И теперь ей было тяжело думать, что многих она больше не увидит. Сражение не может обойтись без жертв, и падут многие из тех, с кем она грелась у одного костра и ела кашу из одного котла. Она старалась не вспоминать лиц и имен, чтобы ненароком не сглазить. Но уберечь всех никакие суденицы не сумеют… А Ингвар… Она отгоняла мысль о муже. Он удачливый. Иначе не дожил бы до этого дня.
Перед избой горел костер. Иногда Эльга подходила к нему погреться, потом вновь шла к кромке берега, откуда можно было видеть городец или хотя бы что-то слышать. Ей казалось, что сражение идет очень долго. Пошел снег, засыпал черное пожарище, погасил последние угольки. За рекой стало совсем темно, лишь догорало что-то перед воротами, а вся суматоха переместилась за стены.

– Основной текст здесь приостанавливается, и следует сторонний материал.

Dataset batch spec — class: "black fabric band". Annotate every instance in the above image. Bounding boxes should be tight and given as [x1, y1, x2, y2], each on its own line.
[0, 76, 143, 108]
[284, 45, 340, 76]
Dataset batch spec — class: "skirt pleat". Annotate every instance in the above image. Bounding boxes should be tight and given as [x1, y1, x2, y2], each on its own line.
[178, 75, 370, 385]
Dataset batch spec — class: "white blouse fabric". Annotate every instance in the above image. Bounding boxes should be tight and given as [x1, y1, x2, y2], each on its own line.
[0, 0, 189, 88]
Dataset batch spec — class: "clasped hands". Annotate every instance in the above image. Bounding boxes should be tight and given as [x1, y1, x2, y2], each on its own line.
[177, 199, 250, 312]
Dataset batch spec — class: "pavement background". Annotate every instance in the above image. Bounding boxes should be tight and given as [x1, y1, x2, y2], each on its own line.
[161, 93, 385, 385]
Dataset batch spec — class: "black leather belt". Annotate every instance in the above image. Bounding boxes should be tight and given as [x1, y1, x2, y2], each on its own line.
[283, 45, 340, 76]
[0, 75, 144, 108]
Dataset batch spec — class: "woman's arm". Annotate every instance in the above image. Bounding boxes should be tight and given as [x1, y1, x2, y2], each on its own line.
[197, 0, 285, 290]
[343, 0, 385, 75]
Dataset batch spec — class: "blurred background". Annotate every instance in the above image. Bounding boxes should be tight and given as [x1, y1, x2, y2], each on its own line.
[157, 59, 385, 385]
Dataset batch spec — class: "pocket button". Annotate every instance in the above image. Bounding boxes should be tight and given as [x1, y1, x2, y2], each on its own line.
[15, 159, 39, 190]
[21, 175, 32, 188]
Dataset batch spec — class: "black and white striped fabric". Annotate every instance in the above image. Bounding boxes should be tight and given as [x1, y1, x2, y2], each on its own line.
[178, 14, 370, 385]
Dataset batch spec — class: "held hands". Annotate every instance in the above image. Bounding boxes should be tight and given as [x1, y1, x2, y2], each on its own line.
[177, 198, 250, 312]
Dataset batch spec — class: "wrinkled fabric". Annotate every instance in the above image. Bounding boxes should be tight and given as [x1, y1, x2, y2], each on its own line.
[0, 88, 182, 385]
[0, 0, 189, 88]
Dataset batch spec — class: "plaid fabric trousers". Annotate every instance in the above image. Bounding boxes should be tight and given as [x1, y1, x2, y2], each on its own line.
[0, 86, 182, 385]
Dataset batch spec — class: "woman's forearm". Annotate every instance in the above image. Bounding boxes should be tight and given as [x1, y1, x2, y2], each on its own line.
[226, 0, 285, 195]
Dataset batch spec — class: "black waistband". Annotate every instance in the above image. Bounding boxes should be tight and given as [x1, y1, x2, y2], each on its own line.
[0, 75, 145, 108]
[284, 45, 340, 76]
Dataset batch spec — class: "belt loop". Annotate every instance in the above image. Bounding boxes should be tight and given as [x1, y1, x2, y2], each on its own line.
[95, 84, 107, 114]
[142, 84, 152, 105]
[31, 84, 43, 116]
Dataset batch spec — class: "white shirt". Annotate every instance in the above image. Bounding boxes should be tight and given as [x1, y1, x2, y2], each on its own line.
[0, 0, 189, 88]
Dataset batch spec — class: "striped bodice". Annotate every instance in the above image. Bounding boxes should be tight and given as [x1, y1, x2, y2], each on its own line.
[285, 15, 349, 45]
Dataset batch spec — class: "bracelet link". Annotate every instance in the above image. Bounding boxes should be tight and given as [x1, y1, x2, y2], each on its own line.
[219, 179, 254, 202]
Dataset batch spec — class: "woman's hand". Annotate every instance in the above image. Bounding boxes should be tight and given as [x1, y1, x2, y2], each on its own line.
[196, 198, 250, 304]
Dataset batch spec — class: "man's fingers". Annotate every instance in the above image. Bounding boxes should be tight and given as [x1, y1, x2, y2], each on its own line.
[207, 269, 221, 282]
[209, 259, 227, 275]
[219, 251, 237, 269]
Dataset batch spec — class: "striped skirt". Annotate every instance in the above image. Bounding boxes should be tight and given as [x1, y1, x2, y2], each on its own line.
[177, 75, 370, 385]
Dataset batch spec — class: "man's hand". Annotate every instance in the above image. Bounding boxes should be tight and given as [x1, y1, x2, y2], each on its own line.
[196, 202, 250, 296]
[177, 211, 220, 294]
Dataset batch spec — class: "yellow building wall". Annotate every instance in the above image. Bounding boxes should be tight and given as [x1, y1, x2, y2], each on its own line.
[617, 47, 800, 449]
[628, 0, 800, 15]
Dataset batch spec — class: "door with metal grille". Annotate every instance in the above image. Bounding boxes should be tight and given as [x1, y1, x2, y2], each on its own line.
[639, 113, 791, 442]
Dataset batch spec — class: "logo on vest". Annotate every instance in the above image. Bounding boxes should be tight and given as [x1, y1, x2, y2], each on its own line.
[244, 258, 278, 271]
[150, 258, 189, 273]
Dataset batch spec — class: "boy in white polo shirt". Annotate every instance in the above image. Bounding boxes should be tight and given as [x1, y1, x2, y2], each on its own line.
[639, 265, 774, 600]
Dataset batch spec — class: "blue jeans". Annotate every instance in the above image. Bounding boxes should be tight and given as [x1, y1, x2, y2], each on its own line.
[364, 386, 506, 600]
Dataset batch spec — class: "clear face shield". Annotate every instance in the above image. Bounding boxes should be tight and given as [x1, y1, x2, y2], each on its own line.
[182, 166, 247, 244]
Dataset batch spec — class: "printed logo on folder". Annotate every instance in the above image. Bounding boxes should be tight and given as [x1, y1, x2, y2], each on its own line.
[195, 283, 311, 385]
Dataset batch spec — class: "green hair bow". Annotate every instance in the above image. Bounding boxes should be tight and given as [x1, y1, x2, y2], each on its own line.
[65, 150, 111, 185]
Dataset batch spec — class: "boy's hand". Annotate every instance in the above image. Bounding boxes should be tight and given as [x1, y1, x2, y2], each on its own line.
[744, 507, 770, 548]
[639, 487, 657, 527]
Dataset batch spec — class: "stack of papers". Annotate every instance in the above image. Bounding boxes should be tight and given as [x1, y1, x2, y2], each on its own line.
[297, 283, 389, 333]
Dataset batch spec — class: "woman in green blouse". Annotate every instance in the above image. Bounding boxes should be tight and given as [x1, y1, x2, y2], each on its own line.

Эльга напрягала слух, пытаясь понять, что же происходит.
Кмети тоже ходили туда-сюда. Ростислава позвала ужинать, кто-то ушел, но Эльга медлила. А что толку было стоять на берегу? Снег сыпал все гуще, мешая видеть даже то, что происходило в трех шагах.
От долгого стояния на холоде Эльге опять понадобилось отойти. Она и прочие женщины ходили по нужде в одно и то же место – на пятачок над самым берегом, со всех сторон закрытый кустами. Туда они уже проложили узкую тропку, и там им Карий с Городилой растоптали полянку, чтобы снег не лез под подол. С женщинами всегда шел кто-то из кметей и ждал перед кустом.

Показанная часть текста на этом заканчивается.